ManiGaussian is a novel method for multi-task robotic manipulation that leverages dynamic Gaussian Splatting to capture scene-level spatiotemporal dynamics. The method aims to improve the performance of robots in unstructured environments by learning the semantics propagation in the Gaussian embedding space. Specifically, it formulates a dynamic Gaussian Splatting framework that infers semantic features in the Gaussian embedding space, which are then used to predict optimal robot actions. A Gaussian world model parameterizes the distributions in this framework, providing informative supervision by reconstructing future scenes based on current observations and robot actions. The method is evaluated on 10 RLBench tasks with 166 variations, achieving an average success rate 13.1% higher than state-of-the-art methods. The contributions of ManiGaussian include:
1. **Dynamic Gaussian Splatting Framework**: Models the propagation of semantic features in the Gaussian embedding space to capture scene-level spatiotemporal dynamics.
2. **Gaussian World Model**: Parameterizes distributions in the dynamic Gaussian Splatting framework, providing informative supervision through future scene reconstruction.
3. **Performance Evaluation**: Outperforms state-of-the-art methods by 13.1% in average success rate on 10 RLBench tasks.
The method addresses the limitations of conventional methods by explicitly encoding scene dynamics, leading to more accurate action predictions and higher task success rates.ManiGaussian is a novel method for multi-task robotic manipulation that leverages dynamic Gaussian Splatting to capture scene-level spatiotemporal dynamics. The method aims to improve the performance of robots in unstructured environments by learning the semantics propagation in the Gaussian embedding space. Specifically, it formulates a dynamic Gaussian Splatting framework that infers semantic features in the Gaussian embedding space, which are then used to predict optimal robot actions. A Gaussian world model parameterizes the distributions in this framework, providing informative supervision by reconstructing future scenes based on current observations and robot actions. The method is evaluated on 10 RLBench tasks with 166 variations, achieving an average success rate 13.1% higher than state-of-the-art methods. The contributions of ManiGaussian include:
1. **Dynamic Gaussian Splatting Framework**: Models the propagation of semantic features in the Gaussian embedding space to capture scene-level spatiotemporal dynamics.

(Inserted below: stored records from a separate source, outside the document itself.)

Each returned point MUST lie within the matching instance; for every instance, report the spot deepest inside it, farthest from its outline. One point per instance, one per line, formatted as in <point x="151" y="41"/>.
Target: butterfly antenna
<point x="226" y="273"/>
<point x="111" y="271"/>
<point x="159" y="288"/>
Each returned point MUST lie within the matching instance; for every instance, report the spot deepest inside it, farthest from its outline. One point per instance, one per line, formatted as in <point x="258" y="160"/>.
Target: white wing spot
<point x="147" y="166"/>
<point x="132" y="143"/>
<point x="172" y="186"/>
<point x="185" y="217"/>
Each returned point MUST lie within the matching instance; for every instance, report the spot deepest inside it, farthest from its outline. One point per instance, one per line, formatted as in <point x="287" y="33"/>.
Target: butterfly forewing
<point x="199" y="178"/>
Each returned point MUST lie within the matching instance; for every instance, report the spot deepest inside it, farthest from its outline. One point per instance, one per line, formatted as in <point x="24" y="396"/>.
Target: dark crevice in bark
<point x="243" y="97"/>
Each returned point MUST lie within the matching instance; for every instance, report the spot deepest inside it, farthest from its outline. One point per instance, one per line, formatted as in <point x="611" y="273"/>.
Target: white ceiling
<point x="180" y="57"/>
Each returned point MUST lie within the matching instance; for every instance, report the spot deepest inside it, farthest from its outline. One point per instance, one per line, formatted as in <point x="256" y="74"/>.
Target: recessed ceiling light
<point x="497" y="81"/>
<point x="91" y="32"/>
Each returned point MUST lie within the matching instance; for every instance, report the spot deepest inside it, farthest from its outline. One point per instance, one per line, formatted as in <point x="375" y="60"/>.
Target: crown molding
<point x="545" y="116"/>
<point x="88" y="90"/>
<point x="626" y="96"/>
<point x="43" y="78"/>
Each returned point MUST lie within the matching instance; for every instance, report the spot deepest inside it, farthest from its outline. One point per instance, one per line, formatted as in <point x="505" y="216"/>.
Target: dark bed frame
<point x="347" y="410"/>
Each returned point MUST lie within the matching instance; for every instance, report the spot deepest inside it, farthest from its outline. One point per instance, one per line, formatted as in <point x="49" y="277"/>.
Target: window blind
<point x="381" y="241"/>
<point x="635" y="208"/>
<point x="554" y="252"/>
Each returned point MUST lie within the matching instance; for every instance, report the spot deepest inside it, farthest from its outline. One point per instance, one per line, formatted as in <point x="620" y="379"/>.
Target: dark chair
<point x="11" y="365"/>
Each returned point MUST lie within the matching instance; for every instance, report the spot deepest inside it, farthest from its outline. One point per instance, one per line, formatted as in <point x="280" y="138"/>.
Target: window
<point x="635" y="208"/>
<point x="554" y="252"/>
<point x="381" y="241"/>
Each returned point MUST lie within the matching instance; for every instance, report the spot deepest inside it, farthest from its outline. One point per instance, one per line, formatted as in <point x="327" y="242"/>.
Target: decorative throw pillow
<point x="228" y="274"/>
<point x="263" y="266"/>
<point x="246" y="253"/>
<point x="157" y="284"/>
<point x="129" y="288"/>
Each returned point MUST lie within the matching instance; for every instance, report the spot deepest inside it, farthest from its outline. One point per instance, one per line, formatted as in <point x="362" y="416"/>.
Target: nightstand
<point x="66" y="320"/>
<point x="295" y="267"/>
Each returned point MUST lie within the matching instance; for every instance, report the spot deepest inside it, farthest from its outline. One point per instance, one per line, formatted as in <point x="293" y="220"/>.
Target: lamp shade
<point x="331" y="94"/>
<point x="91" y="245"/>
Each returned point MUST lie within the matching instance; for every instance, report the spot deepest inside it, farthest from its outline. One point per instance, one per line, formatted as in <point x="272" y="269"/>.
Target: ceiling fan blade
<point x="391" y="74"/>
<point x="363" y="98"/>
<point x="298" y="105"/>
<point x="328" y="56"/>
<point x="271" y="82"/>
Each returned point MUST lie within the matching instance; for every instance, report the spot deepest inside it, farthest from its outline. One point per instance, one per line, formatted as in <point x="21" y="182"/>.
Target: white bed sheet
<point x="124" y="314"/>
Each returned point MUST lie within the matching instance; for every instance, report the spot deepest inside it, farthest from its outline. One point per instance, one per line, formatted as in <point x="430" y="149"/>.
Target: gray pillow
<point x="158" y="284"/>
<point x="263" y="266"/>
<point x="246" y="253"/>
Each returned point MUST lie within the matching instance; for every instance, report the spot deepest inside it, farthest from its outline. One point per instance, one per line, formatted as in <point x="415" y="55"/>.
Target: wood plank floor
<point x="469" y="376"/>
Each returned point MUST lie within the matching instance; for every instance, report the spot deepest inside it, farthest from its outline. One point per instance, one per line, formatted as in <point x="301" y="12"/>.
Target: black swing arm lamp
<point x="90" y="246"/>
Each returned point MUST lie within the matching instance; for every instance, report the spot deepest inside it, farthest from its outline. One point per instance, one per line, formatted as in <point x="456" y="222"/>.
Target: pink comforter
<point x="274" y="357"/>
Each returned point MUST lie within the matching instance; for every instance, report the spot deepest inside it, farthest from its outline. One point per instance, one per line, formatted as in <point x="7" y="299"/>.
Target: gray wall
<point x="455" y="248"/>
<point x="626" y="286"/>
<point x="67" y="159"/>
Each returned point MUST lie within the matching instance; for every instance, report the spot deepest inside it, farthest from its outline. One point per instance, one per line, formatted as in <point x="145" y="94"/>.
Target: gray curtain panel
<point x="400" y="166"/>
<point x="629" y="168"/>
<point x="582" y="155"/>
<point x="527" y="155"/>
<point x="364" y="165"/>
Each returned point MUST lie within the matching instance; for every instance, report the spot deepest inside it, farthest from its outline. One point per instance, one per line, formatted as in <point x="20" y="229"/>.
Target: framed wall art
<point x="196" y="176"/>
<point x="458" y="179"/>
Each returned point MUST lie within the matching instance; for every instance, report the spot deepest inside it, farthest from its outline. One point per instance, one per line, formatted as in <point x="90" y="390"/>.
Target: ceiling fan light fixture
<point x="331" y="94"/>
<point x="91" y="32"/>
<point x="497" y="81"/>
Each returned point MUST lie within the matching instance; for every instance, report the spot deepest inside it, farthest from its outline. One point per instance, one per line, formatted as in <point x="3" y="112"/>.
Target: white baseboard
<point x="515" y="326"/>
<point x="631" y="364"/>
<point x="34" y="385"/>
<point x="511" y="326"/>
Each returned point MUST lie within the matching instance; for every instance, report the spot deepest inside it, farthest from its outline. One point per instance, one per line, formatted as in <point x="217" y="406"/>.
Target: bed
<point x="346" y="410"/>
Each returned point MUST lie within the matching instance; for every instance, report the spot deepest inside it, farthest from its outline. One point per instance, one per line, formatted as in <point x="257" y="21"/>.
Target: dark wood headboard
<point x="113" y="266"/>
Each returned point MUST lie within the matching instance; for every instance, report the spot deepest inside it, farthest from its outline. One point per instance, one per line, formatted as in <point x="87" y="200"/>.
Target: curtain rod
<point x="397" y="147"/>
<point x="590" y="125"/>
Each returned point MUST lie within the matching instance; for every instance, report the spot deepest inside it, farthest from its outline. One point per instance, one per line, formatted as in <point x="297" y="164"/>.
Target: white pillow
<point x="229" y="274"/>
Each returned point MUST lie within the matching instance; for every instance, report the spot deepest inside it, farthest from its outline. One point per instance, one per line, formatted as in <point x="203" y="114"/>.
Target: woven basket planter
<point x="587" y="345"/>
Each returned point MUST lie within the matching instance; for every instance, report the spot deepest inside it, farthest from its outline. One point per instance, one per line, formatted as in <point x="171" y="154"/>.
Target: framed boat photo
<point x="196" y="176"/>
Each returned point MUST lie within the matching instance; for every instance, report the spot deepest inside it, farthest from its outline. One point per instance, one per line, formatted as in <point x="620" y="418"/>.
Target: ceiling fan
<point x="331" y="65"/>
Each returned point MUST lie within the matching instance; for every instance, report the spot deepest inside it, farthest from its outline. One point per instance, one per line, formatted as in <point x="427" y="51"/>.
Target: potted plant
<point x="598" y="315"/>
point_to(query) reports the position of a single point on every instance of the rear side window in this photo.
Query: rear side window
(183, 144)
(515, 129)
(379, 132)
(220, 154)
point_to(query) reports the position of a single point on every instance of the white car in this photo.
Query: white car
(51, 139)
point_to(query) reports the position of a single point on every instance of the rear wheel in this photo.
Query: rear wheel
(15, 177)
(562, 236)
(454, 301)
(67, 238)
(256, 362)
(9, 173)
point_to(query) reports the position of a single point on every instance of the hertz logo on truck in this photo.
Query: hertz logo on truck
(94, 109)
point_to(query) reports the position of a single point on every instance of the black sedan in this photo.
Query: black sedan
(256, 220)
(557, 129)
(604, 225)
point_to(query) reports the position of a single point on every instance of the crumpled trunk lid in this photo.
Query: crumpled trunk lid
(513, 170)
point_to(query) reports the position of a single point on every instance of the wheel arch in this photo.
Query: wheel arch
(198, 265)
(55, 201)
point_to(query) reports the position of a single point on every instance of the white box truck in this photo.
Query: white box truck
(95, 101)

2. **Gaussian World Model**: Parameterizes distributions in the dynamic Gaussian Splatting framework, providing informative supervision through future scene reconstruction.
3. **Performance Evaluation**: Outperforms state-of-the-art methods by 13.1% in average success rate on 10 RLBench tasks.
The method addresses the limitations of conventional methods by explicitly encoding scene dynamics, leading to more accurate action predictions and higher task success rates.